El Pacto de Punto Fijo (acuerdo entre los partidos AD y Copei que estableció la democracia en Venezuela en 1958) tuvo efectos más positivos que el que reconocen sus críticos. No obstante, la osificación de esos partidos altamente jerarquizados, inexpugnables desde adentro, desembocó en la crisis de gobernabilidad que le abrió las puertas a Chávez.

Uno tras otro, AD y Copei demostraron su repetida incompetencia en el gobierno durante la “década perdida” de 1980.

El regreso de Carlos Andrés Pérez en 1989, diez años después de terminada su primera presidencia, simboliza bien dicha osificación. Siguieron los desastres de su segunda administración (incluidos los trágicos episodios del Caracazo y los intentos golpistas del entonces coronel Chávez), que terminaron con la destitución y el enjuiciamiento de Pérez en 1993.

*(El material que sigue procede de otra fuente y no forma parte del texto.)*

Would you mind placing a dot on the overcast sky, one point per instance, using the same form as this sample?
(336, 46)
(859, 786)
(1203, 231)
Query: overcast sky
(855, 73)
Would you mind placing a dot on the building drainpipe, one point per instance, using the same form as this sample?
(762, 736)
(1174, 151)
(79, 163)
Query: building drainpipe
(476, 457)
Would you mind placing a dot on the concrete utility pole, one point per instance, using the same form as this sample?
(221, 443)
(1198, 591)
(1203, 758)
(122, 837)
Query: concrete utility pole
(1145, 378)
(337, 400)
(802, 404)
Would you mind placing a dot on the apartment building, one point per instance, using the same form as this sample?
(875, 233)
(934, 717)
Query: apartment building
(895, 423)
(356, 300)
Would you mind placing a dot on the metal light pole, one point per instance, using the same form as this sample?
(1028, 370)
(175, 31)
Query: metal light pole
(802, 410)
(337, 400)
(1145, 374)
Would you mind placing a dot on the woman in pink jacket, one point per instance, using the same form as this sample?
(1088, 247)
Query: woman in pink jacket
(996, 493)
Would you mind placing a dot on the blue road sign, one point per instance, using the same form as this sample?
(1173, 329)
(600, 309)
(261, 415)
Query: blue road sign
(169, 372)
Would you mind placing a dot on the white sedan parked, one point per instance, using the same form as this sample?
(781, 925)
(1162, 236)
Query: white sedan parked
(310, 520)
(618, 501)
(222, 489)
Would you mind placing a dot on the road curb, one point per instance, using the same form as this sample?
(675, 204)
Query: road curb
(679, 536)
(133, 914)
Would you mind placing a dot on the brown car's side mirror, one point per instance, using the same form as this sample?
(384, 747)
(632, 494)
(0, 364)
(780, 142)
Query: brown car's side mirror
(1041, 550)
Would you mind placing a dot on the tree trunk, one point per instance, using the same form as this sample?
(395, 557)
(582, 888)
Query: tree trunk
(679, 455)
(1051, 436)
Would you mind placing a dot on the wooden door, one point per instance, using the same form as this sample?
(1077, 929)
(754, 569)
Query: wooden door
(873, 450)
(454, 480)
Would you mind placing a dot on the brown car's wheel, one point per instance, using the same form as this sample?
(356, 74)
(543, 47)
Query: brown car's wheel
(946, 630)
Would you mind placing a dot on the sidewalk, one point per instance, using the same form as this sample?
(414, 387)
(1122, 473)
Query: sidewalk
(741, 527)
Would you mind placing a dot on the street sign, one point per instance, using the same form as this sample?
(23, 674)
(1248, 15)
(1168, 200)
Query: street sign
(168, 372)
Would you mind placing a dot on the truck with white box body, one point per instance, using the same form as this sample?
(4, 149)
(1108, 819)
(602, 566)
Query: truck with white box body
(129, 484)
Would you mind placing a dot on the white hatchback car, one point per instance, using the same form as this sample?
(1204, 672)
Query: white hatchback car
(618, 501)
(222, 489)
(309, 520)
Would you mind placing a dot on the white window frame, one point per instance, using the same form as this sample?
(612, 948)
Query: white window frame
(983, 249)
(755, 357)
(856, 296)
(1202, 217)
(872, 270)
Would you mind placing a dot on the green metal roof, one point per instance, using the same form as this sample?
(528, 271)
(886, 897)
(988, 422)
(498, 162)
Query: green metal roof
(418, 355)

Mayor prueba de osificación política fue la reelección de Rafael Caldera, veinte años después de su anterior presidencia. Caldera les dio, además, la penúltima estocada de muerte a los partidos “tradicionales”, al abandonar el partido que él mismo había fundado, Copei. La última se la dio Chávez, quien, liberado de prisión por Caldera, triunfó en las elecciones presidenciales de 1998 y, rodeado de instituciones sumamente débiles, convocó la constituyente que le sirviera para fundar la república bolivariana.

Tendría que estirarse la imaginación en extremo para encontrar paralelos colombianos a esa larga y agónica crisis múltiple que, en Venezuela, abonó el terreno al chavismo. Problemas aquí abundan, claro. Pero en ninguna de las áreas observadas puede identificarse esa crisis que sufrieron los venezolanos antes del surgimiento de Chávez, ni en sus extraordinarias dimensiones ni en su prolongamiento en el tiempo.

El paralelo más cercano sería la crisis de seguridad, décadas atrás. Pero sucesivos gobiernos hicieron esfuerzos para atender el problema con éxitos de significado. Las tasas de homicidio y secuestro se han reducido. Las FARC han dejado las armas tras el proceso de paz.

Las democracias son sistemas frágiles. Advertencias como las de Escobar son necesarias. Sin embargo, no deben perderse las perspectivas. Por lo demás, sin un Chávez ni un Castro a la vista es casi incomprensible que los temores de “castrochavismo” hayan hecho tanta carrera.